Voting is staggered to ensure judges supervise each phase. In the lower house, polling stations will open for two days for both the first round of each vote and any run-offs. The first stage starts on Monday and voters will also be able to cast ballots on Tuesday.
Judges were sidelined in the 2010 parliamentary election under Mubarak, which rights groups said was heavily rigged.
HOW WILL VOTING WORK?
For its first free vote in decades, Egypt has chosen a complex system. Two-thirds of the 498 lower house seats will be picked by proportional representation, using lists drawn up by parties or alliances. Each list must include at least one woman candidate and adopt a specific symbol to help the illiterate. Seats will be allocated proportionally based on a party's showing in each of 46 districts.
The remaining third, or 166 seats, in the lower house are open to individuals, who may or may not have party affiliations, two from each of 83 districts.
Of the individual candidates, half must be "professionals" and the rest "workers" or "farmers", categories that hark back to President Gamal Abdel Nasser's redistributive socialist policies in the 1950s and 1960s. Qualifying rules exist, although the distinctions have little relevance.
However, the system does complicate voting procedures.
A winner must achieve more than 50 percent of the votes in a district or face a run-off. If a professional wins one seat, the second seat must go to a farmer or worker, although both seats can go to farmers and workers.

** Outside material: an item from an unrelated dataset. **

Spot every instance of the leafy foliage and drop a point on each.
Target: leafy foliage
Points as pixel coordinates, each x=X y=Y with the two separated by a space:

The voting procedures apply to the upper house, too.
HOW DOES IT COMPARE TO BEFORE?
Under Egypt's voting system in the 1990s and 2000s, seats were contested by a two-round system in two-member districts, and 10 were appointed by the president.
Now the constituencies have been expanded and the system reshaped in a way intended to provide a fair representation of parties, movements and ideologies, as well as new groups.
For the upper house, there will be 30 two-member individual districts and 30 party list districts.
WHEN WILL RESULTS COME OUT?
Exit polls may give an early indication, but the phased voting, run-off votes and a threshold that will exclude any party or bloc that fails to gain at least half a percent of valid votes in party list constituencies across Egypt means a final picture may not be clear until voting is over.
For the seats allocated to individuals, the ruling army council has promised to announce results the day after each round of elections is over.
WHAT DO ANALYSTS EXPECT?
Most admit that given the complexity of the voting system, the number of parties that have mushroomed since Mubarak's fall and the novelty of free voting, any predictions are guesswork, especially in the absence of reliable opinion polls.
Many voters are also worried that a demoralized police force will not secure polling stations, a fear further fueled by days of violence related to protests in Cairo and elsewhere.
Overall, analysts expect no single group to emerge with a clear majority in what may prove a fragmented parliament.
Broadly, analysts say Islamists could take 40 percent of the seats, with another third or so going to liberals. The rest could go to remnants of Mubarak's former party or others.
Despite the list system, many Egyptians are likely to focus on known faces rather than ideologies, if they can identify their favorites among more than 6,000 candidates.
In rural areas especially, local notables or members of big families, who previously ran as Mubarak loyalists, are expected to do well. Their presence in parliament could challenge the development of a coherent political party system, analysts say.